Which may be nothing new, but was an even harder pill to swallow given the fact that it felt like everyone there was being forced to pay twice. Tax money aside, not only was every fan in attendance helping to pay for these improvements with their wallets, but with their attention spans as well. This stadium might be one of the most well branded pieces of real estate in the entire state, both in terms of physical and mental space.
During every half inning, at least one, if not several promotions were being broadcast throughout the ball park and shown up on the giant screen with a chance for lucky fans to win branded merchandise. While at the same time advertisements were literally being shot into the stands in the form of t-shirts blasted out of bazookas. Even the blimp languidly floating up above sported an enormous digital display that would have smacked of “Blade Runner“-esque dsytopia, if not for the blazing sun.
And while this attitude seems a bit at odds with the notion that a day at the ball park should be one of excess and escape, despite our reservations, we were all ready to dive head first into the experience, which for us is as much about the food as it the game.

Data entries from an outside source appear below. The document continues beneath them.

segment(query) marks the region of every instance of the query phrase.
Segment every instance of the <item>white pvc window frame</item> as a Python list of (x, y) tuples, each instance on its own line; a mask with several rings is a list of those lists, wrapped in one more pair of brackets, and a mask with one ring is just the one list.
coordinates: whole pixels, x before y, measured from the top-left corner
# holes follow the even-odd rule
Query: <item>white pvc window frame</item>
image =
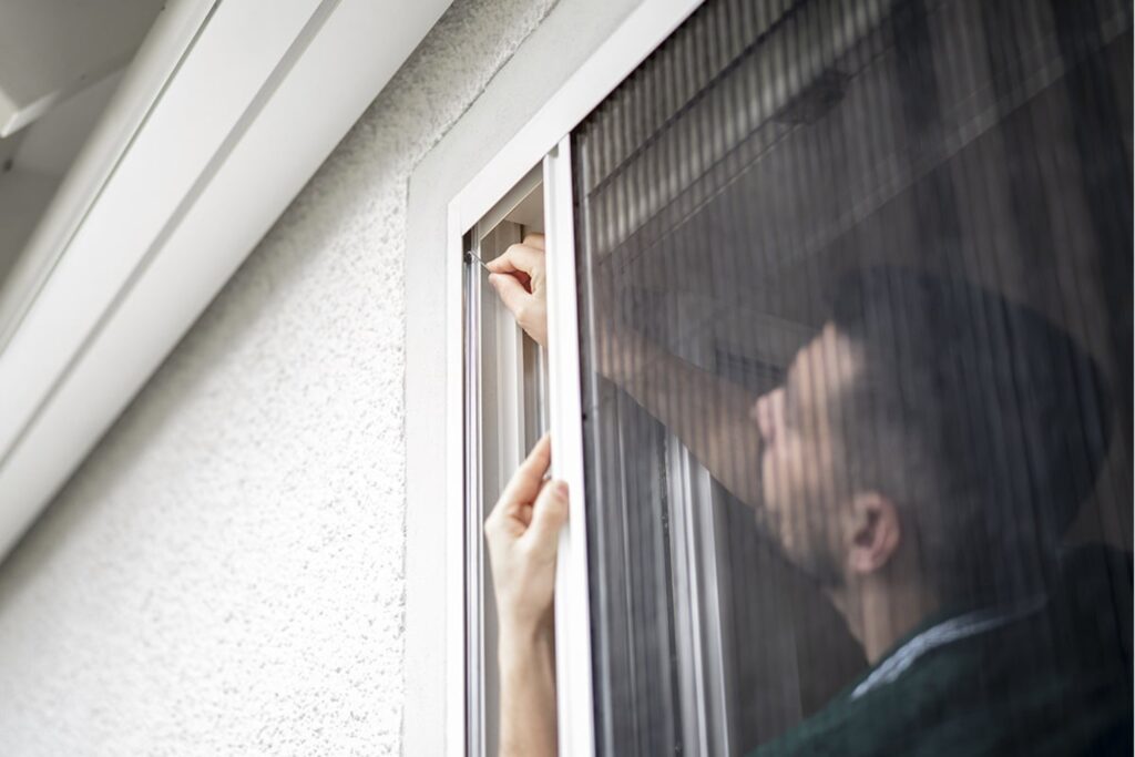
[[(556, 571), (556, 706), (561, 755), (595, 754), (583, 445), (575, 292), (571, 131), (646, 59), (701, 0), (648, 0), (620, 25), (505, 148), (454, 196), (446, 226), (446, 754), (470, 743), (468, 604), (471, 535), (464, 465), (468, 393), (463, 303), (466, 235), (533, 166), (543, 165), (548, 261), (548, 370), (553, 476), (571, 491)], [(479, 531), (479, 524), (478, 524)], [(477, 538), (480, 538), (478, 532)]]

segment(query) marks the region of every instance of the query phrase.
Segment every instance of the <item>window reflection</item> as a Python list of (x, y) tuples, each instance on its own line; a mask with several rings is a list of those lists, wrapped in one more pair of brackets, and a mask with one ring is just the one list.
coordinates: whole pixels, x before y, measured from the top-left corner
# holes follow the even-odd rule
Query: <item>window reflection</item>
[(1130, 754), (1130, 8), (775, 5), (574, 134), (597, 742)]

But even the eating proved to be a trickier aspect than one would think, providing some of the most interesting revelations of the day.
The standard fare – from sausages and beer to ice cream and soda – was well represented, along with higher-end options from popular New York City venues like Shake Shack and Blue Smoke thus elevating the refrains of “buy me some peanuts and cracker jacks” to whole new price points.
But no matter what price you were willing to pay for your meal, every item, haute or not, came with the added cost of calories. As part of NYC’s push to get its residents in the mindset of daily allowances, the Mets have stepped up to the plate, posting nutrition information on all the stadium’s menus, making the idea of shelling out $7.50 for a Bud, doubly taxing.
Thankfully, they’ve offset these choices with healthier selections like fresh fruit, which from the looks of the well-stocked displays (no one was buying) and location in the back corner of the stadium, appeared more for the illusion of health than for any real conscious decision to promote thoughtful alternatives. So while it’s hard to call it effective, it certainly is an effort. And as much as this renewed attention to health is admirable, on top of everything else, it only serves to drain a little more joy out of going to a game.
But no matter how much the experience may be co-opted by corporations and city officials, there’s still something undeniably special about the crack of the bat and the roar of the crowd. Something that can never be quantified by price tags and calorie counts.